Thus, the primary initial contigs will expand more rapidly. However, most of teh arbitrary reads that are introduced will probably
derive from distal genetic elements that are spatially irrelevant to the primary initial contigs. These options allow those
irrelevant contigs to be disposed of during targeting steps if they do not combine with the primary contigs of interest.
- OUTPUT FILES:
- accepted formats are fasta (.fa or .fasta) or priceq (.pq or .priceq)
- -o a
- (a)output file name (.fasta or .priceq)

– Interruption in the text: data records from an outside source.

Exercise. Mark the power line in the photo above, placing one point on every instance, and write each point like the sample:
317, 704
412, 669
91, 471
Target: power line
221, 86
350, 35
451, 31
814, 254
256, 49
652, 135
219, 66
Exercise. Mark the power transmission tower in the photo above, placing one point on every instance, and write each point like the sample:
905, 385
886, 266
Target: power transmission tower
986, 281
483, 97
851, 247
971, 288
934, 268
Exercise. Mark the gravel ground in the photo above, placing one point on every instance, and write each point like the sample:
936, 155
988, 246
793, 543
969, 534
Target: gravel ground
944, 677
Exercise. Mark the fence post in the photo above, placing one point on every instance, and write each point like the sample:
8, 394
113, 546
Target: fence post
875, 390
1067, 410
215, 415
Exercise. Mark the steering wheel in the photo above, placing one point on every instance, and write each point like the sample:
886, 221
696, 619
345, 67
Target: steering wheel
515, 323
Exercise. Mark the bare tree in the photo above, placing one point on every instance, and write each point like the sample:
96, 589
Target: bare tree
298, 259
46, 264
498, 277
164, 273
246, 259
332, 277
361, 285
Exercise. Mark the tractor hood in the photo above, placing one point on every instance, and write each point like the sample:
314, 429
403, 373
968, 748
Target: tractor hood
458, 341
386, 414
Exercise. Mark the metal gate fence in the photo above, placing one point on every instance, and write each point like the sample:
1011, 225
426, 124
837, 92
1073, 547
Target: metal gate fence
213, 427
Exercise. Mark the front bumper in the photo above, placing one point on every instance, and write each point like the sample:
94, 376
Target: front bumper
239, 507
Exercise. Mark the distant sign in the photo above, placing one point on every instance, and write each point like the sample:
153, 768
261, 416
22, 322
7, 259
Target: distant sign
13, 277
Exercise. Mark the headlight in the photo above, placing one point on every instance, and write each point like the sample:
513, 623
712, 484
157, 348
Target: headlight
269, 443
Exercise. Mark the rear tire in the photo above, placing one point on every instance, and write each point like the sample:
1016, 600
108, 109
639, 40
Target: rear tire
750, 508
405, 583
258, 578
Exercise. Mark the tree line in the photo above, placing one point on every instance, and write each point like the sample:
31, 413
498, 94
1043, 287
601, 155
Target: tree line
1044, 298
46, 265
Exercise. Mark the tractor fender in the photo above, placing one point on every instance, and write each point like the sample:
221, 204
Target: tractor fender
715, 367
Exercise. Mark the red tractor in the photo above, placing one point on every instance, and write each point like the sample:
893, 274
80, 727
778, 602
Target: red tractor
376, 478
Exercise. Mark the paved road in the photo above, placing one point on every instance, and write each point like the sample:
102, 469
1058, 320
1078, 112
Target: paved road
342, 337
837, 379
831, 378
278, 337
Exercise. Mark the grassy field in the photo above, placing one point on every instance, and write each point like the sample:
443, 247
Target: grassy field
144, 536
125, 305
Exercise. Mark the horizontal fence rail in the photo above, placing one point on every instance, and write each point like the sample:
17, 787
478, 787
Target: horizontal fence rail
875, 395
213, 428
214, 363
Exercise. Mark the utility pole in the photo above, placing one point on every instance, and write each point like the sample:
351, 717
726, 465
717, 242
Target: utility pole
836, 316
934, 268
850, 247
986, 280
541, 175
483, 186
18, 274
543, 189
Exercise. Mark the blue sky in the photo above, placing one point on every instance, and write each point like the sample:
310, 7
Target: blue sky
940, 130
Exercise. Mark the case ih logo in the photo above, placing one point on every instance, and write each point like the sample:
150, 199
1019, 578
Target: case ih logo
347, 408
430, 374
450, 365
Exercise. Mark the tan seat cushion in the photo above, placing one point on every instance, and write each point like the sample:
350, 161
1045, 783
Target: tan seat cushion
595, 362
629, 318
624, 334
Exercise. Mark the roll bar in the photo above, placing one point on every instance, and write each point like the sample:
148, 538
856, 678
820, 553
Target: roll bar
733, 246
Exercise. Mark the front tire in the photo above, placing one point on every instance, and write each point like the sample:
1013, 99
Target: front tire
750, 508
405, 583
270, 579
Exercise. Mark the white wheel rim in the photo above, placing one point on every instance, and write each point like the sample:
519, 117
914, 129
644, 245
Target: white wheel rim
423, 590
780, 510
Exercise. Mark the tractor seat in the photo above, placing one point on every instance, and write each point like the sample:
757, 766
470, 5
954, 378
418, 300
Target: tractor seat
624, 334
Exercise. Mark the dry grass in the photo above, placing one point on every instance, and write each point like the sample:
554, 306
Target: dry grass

- Multiple output files can be separately specified for parallel output (i.e. -o out.fasta -o out.priceq).
- -nco a
- (a)num. cycles that pass in between output files being written
- OTHER PARAMS:
- -nc a
- (a)num. of cycles
- Recommendation: if too few cycles were specified, a job that was previously run can be virtually re-started
with very little loss
of information if the output of the previous cycle was written in .priceq format. The final .priceq
file can be added as the initial contigs file using the -icf command.
- -link a
- (a)max. number of contigs that are allowed to replace a read in a contig-edge assembly
- Edge assembly jobs can become unreasonably complex if the sequence into which the contig is being
extended includes a repetitive element. The ability of even a single repeat-derived read to map to
all contigs in the current assembly that contain a copy of that repeat opens the possibility of a
huge number of contigs being brought into a single assembly job, despite the fact that they do not
truly derive from nearby genomic loci. -link provides an opportunity to avoid that situation by
placing a maximum on the number of contigs that are allowed to replace a single repeat-mapping read.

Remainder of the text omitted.